Pilgrim envisions a pipeline forming between the two sides of the business going forward, as post-acute residents familiar with the creature comforts of the rehab side eventually look for longer-term options.
“There will be a portion of that population that can’t go home and have the level of the care that they need — nor can they go to assisted living,” Pilgrim said.
Private pay residents typically account for only a small portion of most providers’ populations, with Medicare covering post-hospital stays and Medicaid kicking in for long-term care once residents exhaust their private finances. But out-of-pocket payments can rival the Medicare mix in certain rural areas: In the third quarter of 2018, for instance, rural operators derived 14.7% of their reimbursements from private payers, according to the National Investment Center for Seniors Housing & Care (NIC), with 20.2% coming from Medicare.
For urban providers, that proportion is 21.4% to 6.7%, respectively, though a variety of industry players last year told SNN that providers shouldn’t ignore the stabilizing influence of private-pay residents in a nursing home. Compared with residents who rely on government payers and Medicare Advantage plans, collecting cash from private-pay patients is relatively easy, and could represent a higher per-day rate than Medicaid.
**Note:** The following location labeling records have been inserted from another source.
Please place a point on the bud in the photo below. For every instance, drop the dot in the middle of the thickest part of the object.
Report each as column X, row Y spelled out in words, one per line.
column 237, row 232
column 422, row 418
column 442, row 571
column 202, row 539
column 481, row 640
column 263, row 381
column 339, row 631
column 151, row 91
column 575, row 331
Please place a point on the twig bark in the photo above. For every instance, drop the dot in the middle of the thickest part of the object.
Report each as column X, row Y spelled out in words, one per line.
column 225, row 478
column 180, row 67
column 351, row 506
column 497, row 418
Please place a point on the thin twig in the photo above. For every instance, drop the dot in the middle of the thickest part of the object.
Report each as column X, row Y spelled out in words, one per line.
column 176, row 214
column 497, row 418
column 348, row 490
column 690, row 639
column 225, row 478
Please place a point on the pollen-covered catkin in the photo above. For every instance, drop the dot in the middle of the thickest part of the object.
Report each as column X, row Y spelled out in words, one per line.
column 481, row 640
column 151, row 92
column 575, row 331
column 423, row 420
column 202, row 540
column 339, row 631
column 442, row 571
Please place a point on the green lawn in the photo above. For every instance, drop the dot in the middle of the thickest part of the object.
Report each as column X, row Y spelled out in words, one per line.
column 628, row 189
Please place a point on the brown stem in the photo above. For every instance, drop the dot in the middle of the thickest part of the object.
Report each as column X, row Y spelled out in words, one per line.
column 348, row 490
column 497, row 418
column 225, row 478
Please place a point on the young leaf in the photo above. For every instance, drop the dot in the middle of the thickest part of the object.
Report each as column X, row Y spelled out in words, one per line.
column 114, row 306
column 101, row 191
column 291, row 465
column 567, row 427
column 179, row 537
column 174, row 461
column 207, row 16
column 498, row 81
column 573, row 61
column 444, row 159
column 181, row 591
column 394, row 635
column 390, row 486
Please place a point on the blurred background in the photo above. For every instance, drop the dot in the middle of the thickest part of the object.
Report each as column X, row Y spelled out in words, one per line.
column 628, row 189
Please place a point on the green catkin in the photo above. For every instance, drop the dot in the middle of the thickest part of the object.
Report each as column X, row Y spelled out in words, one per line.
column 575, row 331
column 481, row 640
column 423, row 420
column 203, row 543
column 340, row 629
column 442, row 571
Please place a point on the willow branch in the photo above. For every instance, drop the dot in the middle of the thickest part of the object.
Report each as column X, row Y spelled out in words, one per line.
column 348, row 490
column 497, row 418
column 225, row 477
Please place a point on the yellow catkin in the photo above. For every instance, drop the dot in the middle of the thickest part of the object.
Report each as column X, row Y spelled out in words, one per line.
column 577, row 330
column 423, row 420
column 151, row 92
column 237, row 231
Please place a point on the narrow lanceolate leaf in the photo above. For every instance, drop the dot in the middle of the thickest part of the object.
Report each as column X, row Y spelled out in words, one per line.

“People don’t really pay attention, honestly, because it is small,” Isaac Dole, founding and managing partner at the Chicago-based real estate investment firm Birchwood Healthcare Partners, told SNN at the time. “It’s small, but it’s also meaningful.”
Diakonos already has experience with private-pay residents in the Tulsa metro area, with Pilgrim pointing to its Franciscan Villa community in Broken Arrow, Okla. That property, licensed as a continuing care retirement community (CCRC), has a “healthy” population of both private-pay and Medicaid-eligible long-term care residents, Pilgrim said, along with Medicare-reimbursed rehab patients.
“People need that level of care, but they want it in a more pleasant environment,” he said.